Recently, a possible cause of vaping-related illnesses has been identified, and scientists warn consumers around the world to beware of vitamin E acetate. In comparison, there has been little progress in identifying the cause of idiopathic pulmonary fibrosis (IPF), a chronic lung disease that affects about nine in 100,000 people across North America and Europe.
A new report sheds light on the challenges of managing this disease and calls for immediate action to address patient needs.
Currently, it’s not known what causes the progressive scarring of lung tissue (fibrosis) which makes it difficult for a patient to breathe. The non-specific signs and symptoms such as shortness of breath, chest pain and chronic coughs are easily confused with asthma, bronchitis, chronic obstructive pulmonary disease (COPD) and emphysema. For this reason, patients may live with undiagnosed IPF for years, enduring frustrating visits to the doctor and missing days of work due to worsening symptoms.
The report, prepared by biopharma Roche and The Canadian Pulmonary Fibrosis Foundation, describes how misdiagnosis is one of the main challenges facing IPF patients.
“Since IPF symptoms can be attributed to common ailments, awareness remains low,” said Dr. Martin Kolb, a professor of medicine in respirology at McMaster University, and contributor to the report. “Few physicians are trained to identify IPF at first instance, creating a delay in the diagnosis that can lead to patient suffering. Increasing awareness and understanding of the disease are critical to help prevent late diagnosis, reduce the cost of care and ultimately improve patient outcomes.”
Lung transplant is the only proven therapy to extend survival in those with IPF, but many patients presenting with co-morbidities are deemed ineligible for a new lung. Similarly, the report found that barriers to accessing designated treatment centers (interstitial lung disease centers) and pulmonary rehabilitation services remain high and variable between Canadian provinces.
The IPF drug market is largely untapped, occupied by Roche and Shionogi’s Esbriet (pirfenidone) and Boehringer Ingelheim’s Ofev (nintedanib), both approved in the US, Canada and the EU. Not all patients are eligible for these drugs, nor can they afford the approximately $10,000 price tag per bottle.

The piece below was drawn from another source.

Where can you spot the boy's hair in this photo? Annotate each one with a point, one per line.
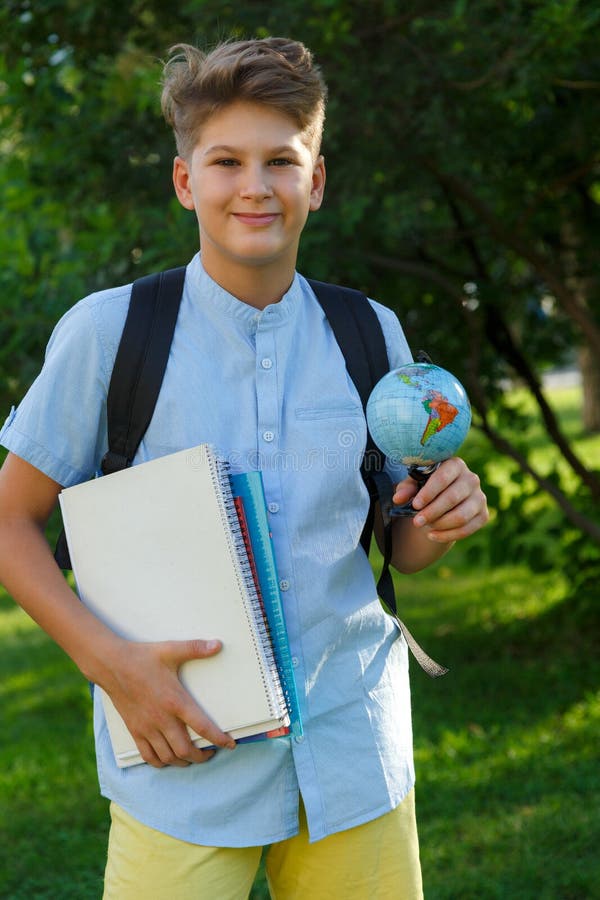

Recently, Roche announced plans to acquire Massachusetts-based biotech Promedior in an effort to expand its IPF therapeutic pipeline. The company’s lead candidate, PRM-151, was found to exert anti-fibrotic activity in not just IPF, but in other fibrotic diseases — liver fibrosis, chronic nephropathy and age-related macular degeneration. The US Food and Drug Administration (FDA) granted Promedior Breakthrough Therapy Designation earlier this year for IPF.
While IPF is relatively rare in North America, there are too many unknowns that make this disease particularly dangerous. Indeed, the Centers for Disease Control and Prevention reported a mysterious uptick of IPF cases among dental personnel (dentists and dental technicians), potentially attributed to occupational exposure to pathogens, chemicals, dust and radiation. The five-year median survival rate hovers around three to five years.
As researchers continue developing novel therapies for IPF, authors of the new report urge stakeholders to focus on expanding patient access to care and improving education and awareness of IPF.